Ice Watch

“A circle is like a compass. It leaves navigation to the people who are inside it,“ Eliasson explains. “It is a mistake to think that the work of art is the circle of ice—it is the space it invents.”Photograph by Eric Feferberg / AFP / Getty

In early October 2015, on a clear day with very little wind, a tugboat left the harbour of Nuuk in southern Greenland to explore a dozen icebergs for an exhibition in Paris called “Ice Watch,” by the Icelandic artist Olafur Eliasson and the geologist Minik Rosing.

The installation of a circle of icebergs with twenty metres was installed at the Place du Panthéon during the 2015 Climate Change Conference. The tugboat captain was Kuupik Kleist, the former Prime Minister of Greenland, a man in his late fifties who was born and raised north of Nuuk. “Ninety per cent of our country is covered by ice,” Kleist says. “It is a great part of our national identity. We follow the international discussion, of course, but to every Greenlander, just by looking out the window at home, it is obvious that something dramatic is happening.”

The idea of “Ice Watch” is twofold: the ice is arranged like a watch, or a clock face, to indicate the passing of time, and, in real-time, observers will be able to watch the ice melt. Eliasson explains, “A circle is like a compass. It leaves navigation to the people who are inside it. It is a mistake to think that the work of art is the circle of ice; it invents space. And it is on the street in Paris—and a street in Paris can’t be more important than it is right now. We all feel that strongly” (2015).

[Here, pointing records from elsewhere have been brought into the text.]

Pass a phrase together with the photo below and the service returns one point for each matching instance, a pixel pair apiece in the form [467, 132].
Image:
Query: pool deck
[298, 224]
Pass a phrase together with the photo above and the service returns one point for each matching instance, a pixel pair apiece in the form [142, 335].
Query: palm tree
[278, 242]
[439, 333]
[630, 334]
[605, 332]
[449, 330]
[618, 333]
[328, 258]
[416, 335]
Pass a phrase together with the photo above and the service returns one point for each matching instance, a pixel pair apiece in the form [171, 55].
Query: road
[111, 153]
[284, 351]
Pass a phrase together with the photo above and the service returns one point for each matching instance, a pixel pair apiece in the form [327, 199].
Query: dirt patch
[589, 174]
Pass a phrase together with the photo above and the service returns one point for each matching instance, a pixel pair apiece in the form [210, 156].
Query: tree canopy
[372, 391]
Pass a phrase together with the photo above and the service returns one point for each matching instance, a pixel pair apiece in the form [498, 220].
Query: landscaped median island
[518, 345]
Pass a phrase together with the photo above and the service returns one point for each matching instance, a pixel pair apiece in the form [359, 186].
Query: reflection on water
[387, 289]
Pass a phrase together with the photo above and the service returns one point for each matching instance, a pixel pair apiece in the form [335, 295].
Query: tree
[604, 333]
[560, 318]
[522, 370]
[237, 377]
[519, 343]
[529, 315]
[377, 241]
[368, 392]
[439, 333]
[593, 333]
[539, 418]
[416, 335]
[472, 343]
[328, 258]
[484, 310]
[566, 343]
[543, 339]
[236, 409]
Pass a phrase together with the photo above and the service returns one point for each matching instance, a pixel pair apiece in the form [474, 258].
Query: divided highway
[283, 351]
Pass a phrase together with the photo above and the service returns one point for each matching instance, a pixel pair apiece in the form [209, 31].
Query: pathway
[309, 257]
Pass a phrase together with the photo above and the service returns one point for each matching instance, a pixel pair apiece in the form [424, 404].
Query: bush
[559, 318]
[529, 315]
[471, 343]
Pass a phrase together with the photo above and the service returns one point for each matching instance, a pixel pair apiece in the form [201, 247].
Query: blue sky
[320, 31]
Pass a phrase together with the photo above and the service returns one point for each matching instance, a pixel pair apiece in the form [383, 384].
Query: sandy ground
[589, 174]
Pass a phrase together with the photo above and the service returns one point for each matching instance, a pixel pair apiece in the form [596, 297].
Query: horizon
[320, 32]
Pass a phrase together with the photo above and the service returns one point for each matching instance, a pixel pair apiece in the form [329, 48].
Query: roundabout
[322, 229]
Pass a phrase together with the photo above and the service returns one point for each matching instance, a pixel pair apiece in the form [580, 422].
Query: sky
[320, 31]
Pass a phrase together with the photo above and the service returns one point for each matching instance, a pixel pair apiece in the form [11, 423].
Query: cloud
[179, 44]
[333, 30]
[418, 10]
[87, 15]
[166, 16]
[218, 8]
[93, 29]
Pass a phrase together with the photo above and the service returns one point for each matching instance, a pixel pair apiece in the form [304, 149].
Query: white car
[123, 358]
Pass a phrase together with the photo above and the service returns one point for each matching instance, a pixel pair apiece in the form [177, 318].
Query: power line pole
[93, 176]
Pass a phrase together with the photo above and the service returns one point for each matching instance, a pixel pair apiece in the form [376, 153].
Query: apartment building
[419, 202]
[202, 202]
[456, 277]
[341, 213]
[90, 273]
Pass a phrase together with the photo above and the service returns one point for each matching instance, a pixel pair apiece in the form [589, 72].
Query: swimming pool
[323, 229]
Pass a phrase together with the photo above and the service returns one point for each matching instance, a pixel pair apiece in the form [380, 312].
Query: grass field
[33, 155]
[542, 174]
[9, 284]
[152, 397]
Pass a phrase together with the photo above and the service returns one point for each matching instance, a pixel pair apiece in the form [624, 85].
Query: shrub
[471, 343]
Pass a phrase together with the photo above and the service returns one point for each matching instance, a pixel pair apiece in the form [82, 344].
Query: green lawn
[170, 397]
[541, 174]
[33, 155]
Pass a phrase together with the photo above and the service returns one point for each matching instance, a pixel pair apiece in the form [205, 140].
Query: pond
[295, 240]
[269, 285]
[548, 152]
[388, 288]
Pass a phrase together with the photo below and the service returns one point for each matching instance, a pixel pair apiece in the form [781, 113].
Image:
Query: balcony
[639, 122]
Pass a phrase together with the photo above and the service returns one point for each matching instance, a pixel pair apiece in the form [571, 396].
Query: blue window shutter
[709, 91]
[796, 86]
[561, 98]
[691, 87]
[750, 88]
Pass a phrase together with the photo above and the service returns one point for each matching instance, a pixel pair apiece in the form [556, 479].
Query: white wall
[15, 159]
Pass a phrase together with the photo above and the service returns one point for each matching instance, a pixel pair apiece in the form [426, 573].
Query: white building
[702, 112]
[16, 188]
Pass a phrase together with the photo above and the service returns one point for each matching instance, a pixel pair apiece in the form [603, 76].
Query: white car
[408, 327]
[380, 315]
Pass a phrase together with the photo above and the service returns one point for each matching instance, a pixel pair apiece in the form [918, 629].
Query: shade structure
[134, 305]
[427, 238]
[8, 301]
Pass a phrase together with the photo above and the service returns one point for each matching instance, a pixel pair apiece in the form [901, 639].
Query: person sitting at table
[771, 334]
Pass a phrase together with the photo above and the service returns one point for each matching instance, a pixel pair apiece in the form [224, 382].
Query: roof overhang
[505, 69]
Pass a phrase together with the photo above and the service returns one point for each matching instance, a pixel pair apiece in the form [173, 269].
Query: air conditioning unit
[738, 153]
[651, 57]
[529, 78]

In Greenland, sailing out in the Davis Strait, past Nuuk Harbor, trawling slowly, the ice Kleist was looking for wasn’t just any kind of ice but icebergs made of compressed snow, snow that has fallen for tens of thousands of years, which have broken off from the glacier, in a process called “calving.” “We can only take what nature gives us,” Eliasson says.

“For Paris, the ice gave us big chunks!” The most significant chunks of ice displayed in Paris are just short of ten tons, about the size of a London bus.

Minik Rosing, whose work on photosynthesis in the Greenland Sea Beds reset the date for the beginning of life on Earth, from 2.8 billion years ago to 3.7 billion, explains, “Inside the iceberg, you see snow layers in sequence as you go back in time. Because it is compressed, the air between the snowflakes that fell thousands of years ago is trapped in tiny bubbles.”8

Once Kleist and his crew lassoed the ice calves, they were dragged back into the harbour, lifted by heavy cranes, stored in icehouses, and then transferred by container ship to Denmark before a ten-hour trip, in a truck, to Paris. (The most extended trucks are the cheapest, Eliasson notes; Bloomberg Philanthropies underwrote the project.) Ice, like glass, is both complex and fragile. “We had to be very, very careful. We didn’t want to open the container in Denmark and find a thousand ice cubes!” Kleist explains.

Eliasson was waiting in Copenhagen. “I thought, I know what ice looks like—I’ve seen ice frequently, these days! But when I opened the truck, it was shivering and shining in the warm air of Copenhagen. The ice had gotten a shock! I put my hand on it, and suddenly I drew my hand back! I said to myself, the ice is really cold! Cold ice on your hand is very different than reading about how it is melting.” After a pause. “From the perspective of the ice, humans look really warm.”

Some of the questions preoccupying Eliasson in his work these days include: What is the relationship between data and cognition? How is data translated into doing?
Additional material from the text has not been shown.